• @kylebeaudette Photoshop has just put out a NFT support tweet so I think there's no going back now.

  • @danielerossi yeah, DC or some other comic megacorp put out a statement to all their artists about how NFT's of their art for comics is not for sale by them and they are working on a 'plan'.
    Plan: we make 95% of the profit, you get a lil piece of the 5% left over.

  • @kylebeaudette We've talked about this a lot at work over the last month. it may be a little bit out of reach now (and was more accessible back in November), but it is totally still worth a try as an artist with a following!! I think to "mint" the NFT is anywhere between $40 - $100 on sites like Mintable: and Rareable:

  • I don't know if you guys follow Will Terry's youtube channel but I thought it was interesting that he posted this vid yesterday:

    Its a long video and he only touches on the subject for about 10-15 minutes of it but I thought it was interesting since this topic just hit the forum.

  • Just wondering where the information on the environmental damage of NFT's comes from?

    I've seen a few data reports and would like to see what other information has been going around. The research I have from years working in the crypto industry doesn't show NFT's to have had any impact on crypto-mining. I was a crypto-miner in 2017 to 2018 but they are bringing it to what's known as the ice age to make it more difficult to mine to curtail wasted energy and switch to something called proof of stake (uses a lot less energy). Blocks get mined regardless of whether someone mints one NFT or a thousand of them. So artists using the network or boycotting it wont make any difference because that isn't how it works - each block is the same size and gets mined regardless of what's in it. There's a brilliant visualiser of how transactions and mining interact at

    Global Bitcoin mining takes up around the equivalent of people with games consoles playing on their console for 4 hours a day. Ether mining uses less than half the power of bitcoin mining and has the same carbon footprint as YouTube. 51% of Bitcoin mining takes place in Sichuan in China and 90% of that is hydro-power by using the River Yangtze. They are ending using coal at the end of April in Mongolia (or so they say!) So on average its about 73-74% renewable energy at source. The report is on coinshares research site. I have a pdf if anyone is interested (bit dry).

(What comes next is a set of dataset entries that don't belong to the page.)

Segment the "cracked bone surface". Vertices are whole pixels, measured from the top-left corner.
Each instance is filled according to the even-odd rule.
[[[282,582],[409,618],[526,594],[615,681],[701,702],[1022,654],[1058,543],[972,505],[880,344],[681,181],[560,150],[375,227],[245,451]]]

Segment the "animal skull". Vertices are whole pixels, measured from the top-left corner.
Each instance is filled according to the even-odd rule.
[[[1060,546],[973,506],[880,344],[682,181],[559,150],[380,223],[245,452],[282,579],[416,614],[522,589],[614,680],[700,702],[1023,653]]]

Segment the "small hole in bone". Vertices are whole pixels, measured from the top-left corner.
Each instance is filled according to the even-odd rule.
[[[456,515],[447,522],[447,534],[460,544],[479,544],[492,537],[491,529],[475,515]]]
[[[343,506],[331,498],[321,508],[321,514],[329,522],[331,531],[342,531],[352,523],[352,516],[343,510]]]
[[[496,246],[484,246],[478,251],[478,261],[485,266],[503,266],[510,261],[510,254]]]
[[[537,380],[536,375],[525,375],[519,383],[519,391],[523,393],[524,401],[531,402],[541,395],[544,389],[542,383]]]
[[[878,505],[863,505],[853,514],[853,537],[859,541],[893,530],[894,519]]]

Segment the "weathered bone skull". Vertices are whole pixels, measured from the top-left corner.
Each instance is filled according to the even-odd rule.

    So yes it does use a lot of energy to mine crypto but nowhere near as much as other industries artists are involved in such as selling physical art, digital downloads, computer games or printing books and distributing them around the world via planes, trains and automobiles.

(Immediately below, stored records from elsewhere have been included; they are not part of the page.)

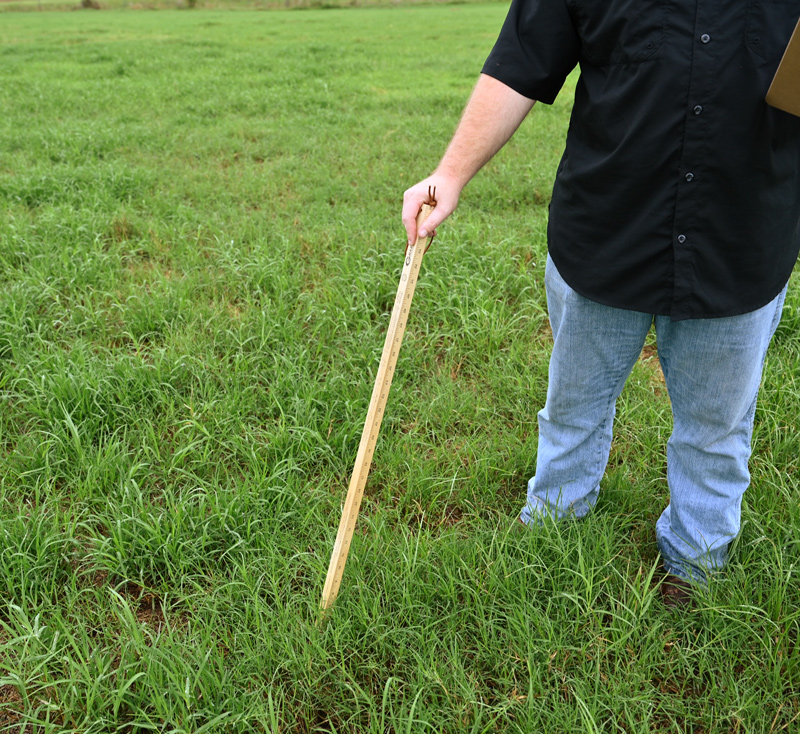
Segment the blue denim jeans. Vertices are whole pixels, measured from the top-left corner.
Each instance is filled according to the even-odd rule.
[[[672,321],[578,295],[549,257],[545,284],[554,345],[536,475],[521,520],[535,525],[592,509],[615,404],[655,320],[674,424],[667,444],[670,503],[656,523],[656,540],[667,571],[704,583],[725,564],[739,532],[756,396],[786,289],[752,313]]]

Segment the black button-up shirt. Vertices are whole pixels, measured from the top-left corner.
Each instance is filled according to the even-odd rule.
[[[800,249],[800,118],[764,102],[800,0],[513,0],[483,73],[550,104],[580,64],[548,240],[585,297],[769,303]]]

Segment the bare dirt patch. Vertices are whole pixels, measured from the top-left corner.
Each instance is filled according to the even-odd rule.
[[[20,723],[22,719],[22,696],[15,686],[0,686],[0,731],[13,731],[16,734],[33,734],[30,724]]]

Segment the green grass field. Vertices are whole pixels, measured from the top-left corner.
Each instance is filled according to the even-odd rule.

    Full disclosure: I do make NFT art and make money in the crypto industry so I want to defend it from being demonized. I'm constantly looking for ways to improve the NFT industry and finding ways to stop needlessly wasting energy. I hope upgrades in July that Ethereum will have made leaps and bound in reducing energy waste. Also, there are other platforms like TEZOS that mint NFT's a different way.

    I'm a digital artist and want to do it efficiently but also want to make art I can sell online and receive payment instantly and securely and get secondary market royalties paid directly into my wallet without chasing people up. Selling NFT's helps me do that. Not everyone it seems wants to right click save! There are people who want to pay too. Like digital patrons, plus secondary market sales are lucrative for them as well. Art goes in cycles but the tech is new and probably here to stay like when the MP3 disrupted the music industry. I got into it with investing in NFT concert tickets as the company wants to get rid of ticket touts! And so far they have been successful with all the concerts they have ticketed.

    Here is a good write up that questions the online debate about NFT's and I think puts things into perspective -


  • @sigross yeah, I think people have now made it the argument of 'well, you're joining into something that's harmful to the environment..'
    Not that the nft itself is creating more than what exists without you doing it, just that now you have 'dirty hands' for taking part.

    I talked briefly about making an NFT and my followers roasted me a bit😅

  • @kylebeaudette People can mint on Tezos and they are already on a system called proof of stake. Which is no different than uploading an image to the internet. Every digital artist is guilty of that!

  • @kylebeaudette btw I think your work would be great as NFT art. Smart contracts and digital tokens aren't going away, its an integral part of web 3. Worth setting up a shop collection on - I would defo buy an NFT off you, if you minted any!

    If you wait till later this year to mint on Ethereum chain, they are implementing staking technology that reduces the energy consumption by 99.98%.

  • @sigross I think you have provided the most amount of information that I have seen yet. I've read a bunch of news and articles (for and against NFT's) that has stated that there is an environmental impact but none of them have given hard facts. Neither side has backed up their claims to justify their claims either. Thank you for explaining so well. Im going to do some more research. You have peaked my interest for more info and I may sway my stance.

  • @BradAYoo I'm glad you found it useful. 🙂 I definitely want to see improvements on energy consumption and it's worth looking at all sides of the debate. And to learn about the various platforms and tech I think a good blogger is the Digital Art Collector -
    with regards to NFT's in general with why they exist and advice on what's going to help artist's to last, it's worth listening to The Outer Realm (by Second Realm) podcast with Gary Vaynerchuk - on spotify too.